In the field, he reminds you slightly of his uncle. Graeme caught virtually everything that went his way, but quite clearly, fielding was something you in between batting. Not so much a discipline in its own right, but the stuff that comes before the pudding.

And yet you wonder about Shaun. At times he seems a very young 26-year-old. In England two years ago, a cynic seemed to sum him up nicely: "He still giggles when someone farts in the dressing room."

The truth is that Shaun Pollock sometimes seems young beyond his years. In many ways this is an enviable quality, but does it a good captain make?

In some quarters the view is held that Pollock might be keeping the job warm for Mark Boucher in a couple of years' time.
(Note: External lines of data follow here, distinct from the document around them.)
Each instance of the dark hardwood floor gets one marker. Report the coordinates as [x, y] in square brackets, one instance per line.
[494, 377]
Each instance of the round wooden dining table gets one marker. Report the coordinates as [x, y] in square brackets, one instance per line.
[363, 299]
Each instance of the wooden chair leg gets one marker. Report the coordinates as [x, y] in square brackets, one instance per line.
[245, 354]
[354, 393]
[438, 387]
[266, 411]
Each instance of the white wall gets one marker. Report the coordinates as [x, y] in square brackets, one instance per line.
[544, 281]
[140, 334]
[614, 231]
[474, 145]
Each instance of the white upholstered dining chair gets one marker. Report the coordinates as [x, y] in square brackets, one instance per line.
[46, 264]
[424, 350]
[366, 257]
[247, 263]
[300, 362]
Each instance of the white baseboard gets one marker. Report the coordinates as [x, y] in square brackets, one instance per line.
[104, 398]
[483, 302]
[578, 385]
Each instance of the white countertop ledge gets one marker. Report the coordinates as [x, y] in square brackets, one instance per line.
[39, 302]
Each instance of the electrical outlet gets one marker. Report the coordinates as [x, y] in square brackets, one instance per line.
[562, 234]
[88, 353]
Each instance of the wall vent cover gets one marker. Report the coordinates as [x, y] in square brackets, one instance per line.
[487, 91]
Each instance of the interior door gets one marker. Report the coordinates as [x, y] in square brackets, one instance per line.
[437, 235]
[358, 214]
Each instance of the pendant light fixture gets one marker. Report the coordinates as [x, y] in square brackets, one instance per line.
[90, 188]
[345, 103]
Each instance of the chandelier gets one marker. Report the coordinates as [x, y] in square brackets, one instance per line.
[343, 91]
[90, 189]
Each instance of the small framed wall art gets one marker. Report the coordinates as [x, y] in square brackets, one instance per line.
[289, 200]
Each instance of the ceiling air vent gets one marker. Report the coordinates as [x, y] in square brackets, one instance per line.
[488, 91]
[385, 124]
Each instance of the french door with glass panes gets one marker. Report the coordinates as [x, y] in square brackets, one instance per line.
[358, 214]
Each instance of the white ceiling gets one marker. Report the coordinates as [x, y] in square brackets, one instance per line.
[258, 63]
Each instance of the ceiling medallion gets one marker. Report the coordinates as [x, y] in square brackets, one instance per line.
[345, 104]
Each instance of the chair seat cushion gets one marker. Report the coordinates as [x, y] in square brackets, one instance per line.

Boucher, certainly, matured astonishingly as a cricket last summer. It might be no exaggeration to suggest that he ended the summer a 20 percent better player than he had been during the World Cup.

He is a bit shy of experience at the highest level, and although he is learning all the time, may still have a little way to go. He looks, however, a more obvious leader of men than Pollock, but one who would be prepared to play a supporting role, for the time being at least.

As a couple, the pair carry an enormous responsibility with the to Sri Lanka. Graham Ford is a still a relatively inexperienced coach at this level, although his self-effacing approach will probably be an advantage in the current circumstances.

Regular manager Goolam Rajah will not travel with the team today. He is recovering from a shoulder operation and the side will be taken across and looked after for the first two or three weeks by Doug Russell, the United Cricket Board's affable and regular liaison with touring teams to this country.

In the circumstances, though, having an understaffed, rather than beefed up, management team for the first post-Hansiegate tour is far from ideal. It will place additional pressure on Pollock and Boucher. How they cope with it could be a pointer to the future.